# Fixing an Under Volt Through Computer



## ImaComputa (Sep 8, 2011)

I just got on CM7 GB and got it all setup and borked an under volt by being dumb. I was on liberty mod before and I tried applying the same voltages in CM7 using DX overclocker. It rebooted and worked fine with the "apply 90 seconds after boot" option but then I figured I could uncheck it and get rid of the message at each boot so I did and now it reboots before I can get into the program to change it back lol. Is there anyway to delete the app/reset my voltages through my computer? I just set it up so I haven't made a backup yet so resetting would be the last option. I'm reading about RSD lite and ADB but have never messed with them.
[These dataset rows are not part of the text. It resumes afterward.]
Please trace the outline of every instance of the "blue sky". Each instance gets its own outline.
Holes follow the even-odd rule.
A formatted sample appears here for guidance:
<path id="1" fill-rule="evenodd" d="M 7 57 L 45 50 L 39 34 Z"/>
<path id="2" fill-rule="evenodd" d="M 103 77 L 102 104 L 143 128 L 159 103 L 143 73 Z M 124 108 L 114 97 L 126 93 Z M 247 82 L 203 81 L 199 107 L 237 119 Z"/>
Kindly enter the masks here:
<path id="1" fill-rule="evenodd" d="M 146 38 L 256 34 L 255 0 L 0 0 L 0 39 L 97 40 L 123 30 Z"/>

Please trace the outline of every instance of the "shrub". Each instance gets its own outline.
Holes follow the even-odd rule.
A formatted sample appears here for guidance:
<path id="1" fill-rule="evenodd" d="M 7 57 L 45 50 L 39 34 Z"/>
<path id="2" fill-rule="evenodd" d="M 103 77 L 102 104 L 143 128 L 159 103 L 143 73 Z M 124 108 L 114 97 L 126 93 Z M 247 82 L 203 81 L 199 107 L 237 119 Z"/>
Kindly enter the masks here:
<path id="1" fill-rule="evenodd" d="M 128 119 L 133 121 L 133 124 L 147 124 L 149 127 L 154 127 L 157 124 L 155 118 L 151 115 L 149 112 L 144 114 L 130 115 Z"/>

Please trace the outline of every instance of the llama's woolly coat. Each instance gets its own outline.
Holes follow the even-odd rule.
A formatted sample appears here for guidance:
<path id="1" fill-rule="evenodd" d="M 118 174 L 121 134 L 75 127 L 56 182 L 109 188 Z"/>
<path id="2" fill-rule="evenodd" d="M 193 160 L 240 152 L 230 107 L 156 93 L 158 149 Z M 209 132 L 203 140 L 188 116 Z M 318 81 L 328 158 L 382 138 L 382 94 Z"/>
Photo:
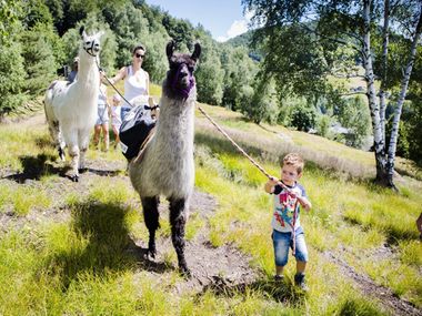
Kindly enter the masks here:
<path id="1" fill-rule="evenodd" d="M 80 54 L 86 52 L 80 52 Z M 46 94 L 46 112 L 49 120 L 60 122 L 62 136 L 67 144 L 78 140 L 78 131 L 91 130 L 97 120 L 97 101 L 100 89 L 100 74 L 96 63 L 81 59 L 78 78 L 56 81 L 53 89 Z M 86 64 L 82 64 L 86 63 Z M 87 78 L 87 80 L 82 80 Z"/>
<path id="2" fill-rule="evenodd" d="M 191 195 L 194 184 L 194 103 L 195 90 L 185 101 L 162 96 L 155 134 L 142 160 L 129 164 L 132 185 L 141 196 L 188 200 Z"/>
I figured I give that a try before wiping.


----------



## blackadept (Jun 13, 2011)

Well unfortunently the issue with the rebooting would be an issue for adb. Problem lies in how the phone starts... one of the last things to come up is the USB debugging which adb needs. If you have a couple seconds past when that pops up and your quick I spose you might be able to .... but it really would be a crap shoot.
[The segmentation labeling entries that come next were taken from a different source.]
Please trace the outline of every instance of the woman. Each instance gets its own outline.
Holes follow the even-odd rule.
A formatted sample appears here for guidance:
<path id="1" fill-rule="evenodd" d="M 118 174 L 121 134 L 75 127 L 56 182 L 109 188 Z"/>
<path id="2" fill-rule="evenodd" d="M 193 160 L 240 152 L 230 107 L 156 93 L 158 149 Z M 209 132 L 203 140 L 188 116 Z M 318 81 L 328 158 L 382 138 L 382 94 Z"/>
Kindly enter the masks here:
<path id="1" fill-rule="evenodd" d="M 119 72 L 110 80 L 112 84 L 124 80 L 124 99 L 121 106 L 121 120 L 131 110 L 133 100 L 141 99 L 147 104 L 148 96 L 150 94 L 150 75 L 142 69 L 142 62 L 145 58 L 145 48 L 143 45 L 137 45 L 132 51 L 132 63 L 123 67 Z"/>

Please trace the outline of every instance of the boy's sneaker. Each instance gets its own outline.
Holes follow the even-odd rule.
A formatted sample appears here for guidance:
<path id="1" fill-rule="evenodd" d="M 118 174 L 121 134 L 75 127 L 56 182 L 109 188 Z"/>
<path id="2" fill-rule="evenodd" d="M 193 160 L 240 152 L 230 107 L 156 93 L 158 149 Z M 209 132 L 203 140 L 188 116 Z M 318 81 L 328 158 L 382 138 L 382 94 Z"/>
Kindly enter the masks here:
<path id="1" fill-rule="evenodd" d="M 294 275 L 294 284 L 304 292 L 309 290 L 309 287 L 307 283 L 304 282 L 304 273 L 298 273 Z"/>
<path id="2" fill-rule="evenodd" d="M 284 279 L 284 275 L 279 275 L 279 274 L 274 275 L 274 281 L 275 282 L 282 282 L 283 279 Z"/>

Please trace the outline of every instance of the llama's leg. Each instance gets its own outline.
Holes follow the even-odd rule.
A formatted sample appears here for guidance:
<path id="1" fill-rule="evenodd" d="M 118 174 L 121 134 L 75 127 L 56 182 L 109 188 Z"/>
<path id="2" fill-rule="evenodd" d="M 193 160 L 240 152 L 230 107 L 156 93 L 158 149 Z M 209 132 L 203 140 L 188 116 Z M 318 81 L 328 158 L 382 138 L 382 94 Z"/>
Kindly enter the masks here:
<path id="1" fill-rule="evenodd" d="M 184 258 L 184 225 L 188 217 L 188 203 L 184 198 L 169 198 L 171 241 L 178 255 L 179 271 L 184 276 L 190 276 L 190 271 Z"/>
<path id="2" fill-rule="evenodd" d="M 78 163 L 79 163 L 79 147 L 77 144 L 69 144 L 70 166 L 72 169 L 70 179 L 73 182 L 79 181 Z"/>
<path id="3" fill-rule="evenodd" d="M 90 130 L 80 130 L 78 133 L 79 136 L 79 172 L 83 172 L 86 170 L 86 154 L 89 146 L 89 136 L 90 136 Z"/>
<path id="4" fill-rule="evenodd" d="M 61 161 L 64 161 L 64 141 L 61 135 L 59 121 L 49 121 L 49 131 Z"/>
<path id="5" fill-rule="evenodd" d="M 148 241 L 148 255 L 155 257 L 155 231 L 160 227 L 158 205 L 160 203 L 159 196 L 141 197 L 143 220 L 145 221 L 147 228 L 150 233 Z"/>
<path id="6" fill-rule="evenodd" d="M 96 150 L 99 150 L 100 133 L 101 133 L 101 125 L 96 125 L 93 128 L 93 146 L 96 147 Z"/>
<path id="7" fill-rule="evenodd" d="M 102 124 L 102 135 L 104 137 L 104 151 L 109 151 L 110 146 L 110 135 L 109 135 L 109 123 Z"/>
If you have a couple seconds post debugging then try this: 
plug the phone into computer before hand.

Windows key + r, then type in cmd (run as admin if ain't auto set to it)

Now in the cmd prompt it will depend on how you installed your sdk. The file you need to use will be inside after you update the sdk. *after you install the sdk from the website use the sdkmanager.exe. that brings up the program. Click on available stuffs and then choose one of two things: a) do like I do and install everything except for LG and kyoceras stuff as the mirror you download the packages for those two is actually powered by a half starved gerbal who uses a walker that's missing a couple legs....little known fact. Or more appropriate for you most likely is option π) just download the android platform 10 sdk; either works fine.

C:\android-sdk-r12\platform-tools inside there is where the adb.exe is now

Note: the location and name of the sdk folder and even adb file is different for different folks just as a heads up incase you see that. All personal preference really, I myself am lazy as hell lol. So named my folder just sdk, tho I'm used to all the older releases where adb was in the 'tool' folder, so personally I copy all the exes and scripts there. (Going on five days no sleep now... only said that incase I go all crackhead and refer to it in diff folder or something.)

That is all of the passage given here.